Gazer Is an Imprecise, Voyeuristic Thriller with a Wavering Attention Span

For many of us, the spectre of inevitable mental deterioration is one of the aspects of the end of a lifetime that is the most outright terrifying to consider. Imagine, slowly losing everything that makes you, you–your awareness, memories, even your ingrained quirks and most strongly held beliefs. The sad truth of course, is not just that it will happen to all of us eventually, some far-off day in the future, but that it will happen to some people in what is meant to be the prime of their lives. Director Ryan J. Sloan’s debut feature Gazer centers itself around the daily existence of a woman suffering through this kind of deterioration, as she fights the good fight to hold on to whatever bits of a life still remain.
Metrograph Pictures’ Gazer is effectively a neo-noir mystery, one with heavy 1980s and especially 1970s stylistic trappings, with elements of surrealistic horror dancing on the edges.
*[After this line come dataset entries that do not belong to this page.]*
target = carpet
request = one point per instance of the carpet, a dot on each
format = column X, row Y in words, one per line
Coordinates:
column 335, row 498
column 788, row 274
Its unreliable narrator can’t help but recall the likes of Memento, which is probably the most oft-referenced film in Gazer’s own promotional materials, though this influence is blended with that of Lynch and Cronenberg, among others. There are moments that strongly evoke Videodrome, and others that hew closer to gritty, street-level crime thrillers and psychological potboilers, something enhanced by its 16mm cinematography. Unfortunately, despite solid performances and a memorably grimy aesthetic, Gazer doesn’t have quite enough happening in its narrative to keep the balls it’s juggling perpetually aloft, being too long in particular to support its relatively lithe, malnourished frame. It’s trying to coast on its admittedly effective atmosphere just a bit too much, without the supporting structure to undergird it.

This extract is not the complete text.